Atom silahları için enerji birimi kiloton (KT), 1.000 ton T.N.T (Dinamit) yıkma gücüne eşit bir basıncın ifadesidir. Hidrojen silahının enerji birimi de megaton (MT) dur. Megaton 1.000.000 ton T.N.T. yıkma gücüne denk bir basınçtır.
Günümüzde nükleer silahlar taktik ve stratejik olarak ikiye ayrılır.
Stratejik nükleer silahlar, bir ülkenin savaş yapma ve toplumlarını sürdürme yeteneğini hedef alır. Bu tür hedefler arasında düşmanın şehirleri, ekonomik ve askeri açıdan önemli endüstriler ve diğer nükleer silahlar yer alabilir.
Taktik nükleer silahlar, savaş zamanı hedeflerine ulaşmak için savaş alanında kullanılır. Bu silahlar daha kısa menzile sahiptir, stratejik nükleer silahlardan daha az güçlüdür.
Nükleer silah ilk nerede kullanıldı?
Tarih boyunca nükleer silahların savaş alanında kullanılması sadece iki defa gerçekleşmiştir. İkinci Dünya Savaşı’nın son zamanlarında Amerika Birleşik Devletleri’nin (ABD) Japonya’nın Hiroşima ve Nagazaki şehirlerinde kullandığı nükleer silahlar, nükleer silahların savaş alanında kullanıldığı tek örnekleridir.

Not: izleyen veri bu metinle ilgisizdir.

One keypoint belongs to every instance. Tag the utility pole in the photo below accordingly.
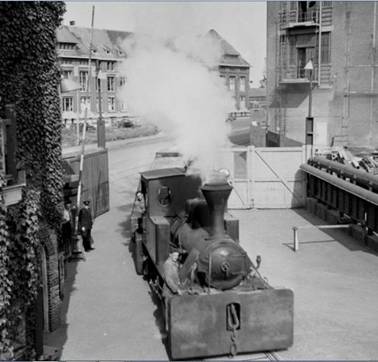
(309, 126)
(77, 250)
(100, 122)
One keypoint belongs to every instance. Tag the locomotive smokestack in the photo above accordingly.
(216, 195)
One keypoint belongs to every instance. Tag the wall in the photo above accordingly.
(95, 178)
(265, 177)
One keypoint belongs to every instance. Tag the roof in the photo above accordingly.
(105, 43)
(230, 56)
(257, 92)
(65, 36)
(163, 173)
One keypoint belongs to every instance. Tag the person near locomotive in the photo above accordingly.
(67, 228)
(85, 226)
(171, 274)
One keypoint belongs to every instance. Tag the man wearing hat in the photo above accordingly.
(85, 226)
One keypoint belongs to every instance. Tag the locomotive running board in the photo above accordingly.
(199, 324)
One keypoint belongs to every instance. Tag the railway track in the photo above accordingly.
(264, 356)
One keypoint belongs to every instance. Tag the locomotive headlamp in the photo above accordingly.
(225, 172)
(164, 196)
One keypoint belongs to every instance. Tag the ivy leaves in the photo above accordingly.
(29, 77)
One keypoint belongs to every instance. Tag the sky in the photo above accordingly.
(242, 24)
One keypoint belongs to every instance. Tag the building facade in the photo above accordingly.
(234, 70)
(73, 53)
(107, 53)
(340, 40)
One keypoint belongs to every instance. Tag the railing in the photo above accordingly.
(293, 18)
(349, 191)
(298, 72)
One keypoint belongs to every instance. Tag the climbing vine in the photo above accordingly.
(29, 78)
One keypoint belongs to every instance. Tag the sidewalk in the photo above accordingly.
(111, 145)
(334, 280)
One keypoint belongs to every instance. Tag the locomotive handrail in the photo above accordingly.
(355, 190)
(358, 176)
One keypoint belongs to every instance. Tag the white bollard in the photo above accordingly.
(295, 236)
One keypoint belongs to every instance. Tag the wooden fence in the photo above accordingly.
(95, 178)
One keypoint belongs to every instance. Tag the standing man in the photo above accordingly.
(67, 229)
(85, 226)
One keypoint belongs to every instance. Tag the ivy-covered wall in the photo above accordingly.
(29, 78)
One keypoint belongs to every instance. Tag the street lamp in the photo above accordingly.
(309, 127)
(100, 122)
(68, 85)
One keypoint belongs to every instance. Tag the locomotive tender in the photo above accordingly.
(224, 306)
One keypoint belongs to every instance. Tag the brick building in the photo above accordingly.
(235, 71)
(73, 50)
(340, 39)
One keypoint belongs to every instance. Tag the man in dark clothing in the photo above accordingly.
(67, 229)
(85, 226)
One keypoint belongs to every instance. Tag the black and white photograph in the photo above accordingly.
(188, 180)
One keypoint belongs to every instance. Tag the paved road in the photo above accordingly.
(109, 313)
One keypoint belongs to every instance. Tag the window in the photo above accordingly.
(122, 81)
(231, 83)
(292, 52)
(66, 46)
(242, 84)
(111, 84)
(67, 74)
(111, 104)
(85, 104)
(326, 48)
(83, 76)
(2, 148)
(293, 5)
(67, 104)
(98, 84)
(122, 106)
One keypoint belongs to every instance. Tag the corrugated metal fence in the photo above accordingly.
(95, 178)
(265, 177)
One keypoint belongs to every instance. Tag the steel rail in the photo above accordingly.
(355, 190)
(355, 175)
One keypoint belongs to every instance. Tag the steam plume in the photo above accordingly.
(174, 82)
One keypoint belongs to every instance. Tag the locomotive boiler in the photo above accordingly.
(222, 305)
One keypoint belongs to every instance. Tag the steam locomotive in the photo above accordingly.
(222, 305)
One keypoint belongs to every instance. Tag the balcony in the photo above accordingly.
(299, 19)
(298, 75)
(12, 180)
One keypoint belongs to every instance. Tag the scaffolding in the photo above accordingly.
(350, 90)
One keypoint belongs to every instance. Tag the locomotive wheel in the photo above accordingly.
(138, 254)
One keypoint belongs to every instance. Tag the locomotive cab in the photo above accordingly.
(224, 305)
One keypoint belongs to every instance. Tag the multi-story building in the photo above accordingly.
(73, 53)
(107, 53)
(235, 71)
(340, 40)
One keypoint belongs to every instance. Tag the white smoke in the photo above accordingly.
(175, 83)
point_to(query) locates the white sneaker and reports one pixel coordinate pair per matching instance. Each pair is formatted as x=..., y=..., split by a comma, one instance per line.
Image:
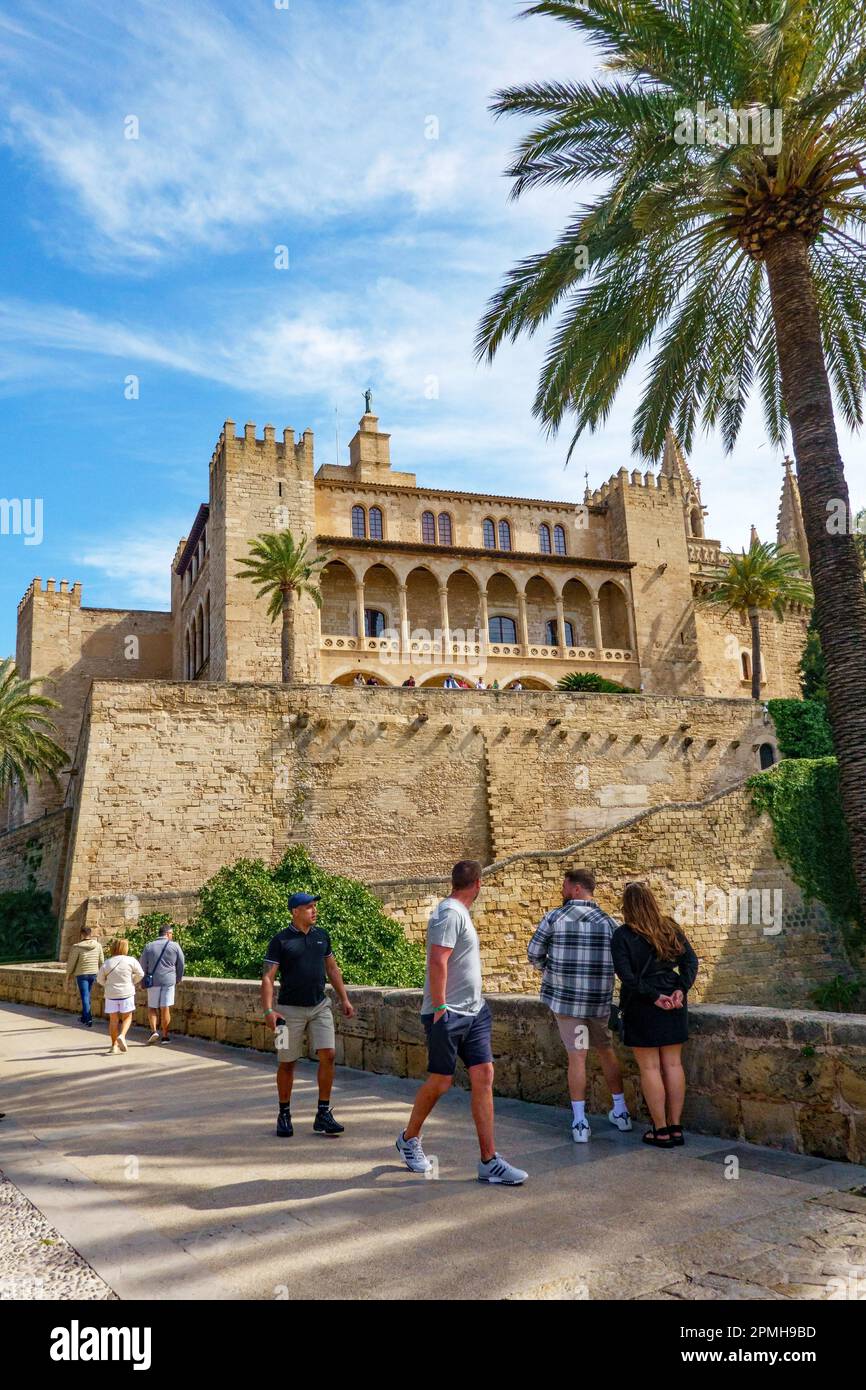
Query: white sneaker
x=499, y=1171
x=413, y=1155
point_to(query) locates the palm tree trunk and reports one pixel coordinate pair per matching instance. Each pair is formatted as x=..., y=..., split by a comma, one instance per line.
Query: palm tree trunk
x=840, y=601
x=755, y=626
x=287, y=638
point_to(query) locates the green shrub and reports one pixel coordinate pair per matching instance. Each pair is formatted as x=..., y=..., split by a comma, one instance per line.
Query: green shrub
x=28, y=927
x=245, y=904
x=809, y=831
x=837, y=995
x=590, y=681
x=802, y=727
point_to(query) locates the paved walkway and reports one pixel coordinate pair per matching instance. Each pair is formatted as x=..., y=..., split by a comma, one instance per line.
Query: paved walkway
x=161, y=1169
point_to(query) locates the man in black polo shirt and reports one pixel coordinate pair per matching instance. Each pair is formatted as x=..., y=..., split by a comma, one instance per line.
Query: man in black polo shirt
x=303, y=957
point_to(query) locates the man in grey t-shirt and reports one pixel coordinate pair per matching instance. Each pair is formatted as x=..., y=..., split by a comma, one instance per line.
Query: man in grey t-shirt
x=458, y=1025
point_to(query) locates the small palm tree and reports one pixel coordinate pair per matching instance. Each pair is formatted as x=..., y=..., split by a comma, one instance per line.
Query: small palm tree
x=27, y=748
x=761, y=580
x=284, y=569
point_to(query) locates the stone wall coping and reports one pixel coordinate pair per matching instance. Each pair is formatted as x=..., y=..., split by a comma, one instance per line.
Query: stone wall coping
x=731, y=1014
x=34, y=824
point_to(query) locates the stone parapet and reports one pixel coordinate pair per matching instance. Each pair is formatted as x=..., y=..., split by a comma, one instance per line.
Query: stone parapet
x=786, y=1077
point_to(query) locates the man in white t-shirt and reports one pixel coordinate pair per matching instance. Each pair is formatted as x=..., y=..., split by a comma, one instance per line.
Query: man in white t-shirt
x=458, y=1025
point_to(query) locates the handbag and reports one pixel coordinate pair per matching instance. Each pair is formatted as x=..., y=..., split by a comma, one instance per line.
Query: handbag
x=148, y=980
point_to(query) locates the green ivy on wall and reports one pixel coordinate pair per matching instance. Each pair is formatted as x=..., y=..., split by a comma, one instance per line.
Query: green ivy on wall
x=809, y=833
x=802, y=727
x=245, y=904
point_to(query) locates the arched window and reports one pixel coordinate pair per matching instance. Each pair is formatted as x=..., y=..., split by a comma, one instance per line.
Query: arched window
x=503, y=630
x=374, y=623
x=553, y=634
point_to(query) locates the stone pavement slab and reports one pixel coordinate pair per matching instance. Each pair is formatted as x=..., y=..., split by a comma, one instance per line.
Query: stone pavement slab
x=163, y=1171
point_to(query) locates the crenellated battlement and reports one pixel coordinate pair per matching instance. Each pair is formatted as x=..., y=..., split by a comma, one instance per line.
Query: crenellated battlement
x=35, y=588
x=622, y=480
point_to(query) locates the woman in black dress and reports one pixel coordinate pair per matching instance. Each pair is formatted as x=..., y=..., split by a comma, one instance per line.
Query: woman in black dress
x=658, y=968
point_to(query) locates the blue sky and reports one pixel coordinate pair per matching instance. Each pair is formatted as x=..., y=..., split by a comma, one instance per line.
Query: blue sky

ABD’nin kullandığı ilk bomba olan “Little Boy’’ bombanın patlayıcı gücü 15 KT idi. Başka bir deyişle, 15 bin ton TNT gücündeydi. Atılan ikinci bomba olan “Şişman Adam’’ bombasının gücü 21 KT veya 21 bin ton TNT idi.
Little Boy’un gücü, Japonya’nın Hiroşima şehrini yerle bir etmeye yetecek kadardı. İlk tahminlere göre Hiroşima’da yaklaşık 70 bin kişi öldü. Daha sonraki tahminler bu sayının çok daha yüksek, yaklaşık 140 bin olduğunu gösterdi. Ancak etkileri patlamadan uzun süre sonra da devam etti.
Japonya üzerinde yaşanan etkileri sebebiyle, nükleer silahlar konusunda ilk düşünürlerden biri olan Bernard Brodie atom bombasını “mutlak silah” olarak adlandırmıştır.
Nükleer silahlar ne işe yarar?
Nükleer silahlar savaş meydanında pek işe yaramasa da, bunlara sahip olan devletlere bir güvenlik duygusu sağlar. Örneğin Rusya’nın taktik nükleer silah stoku, onu Ukrayna karşısında cesaretlendirirken, Batı ülkeleri karşısında güvende hissetmesine neden olmuştur. Bu da nükleer silahın caydırıcı etkisinin daha büyük olduğunu gösteriyor. Dolayısıyla ülkelerin nükleer silah üretmesindeki en güçlü motivasyonlardan biri caydırıcılık olabilir.
En büyük nükleer silah hangi ülkeye aittir?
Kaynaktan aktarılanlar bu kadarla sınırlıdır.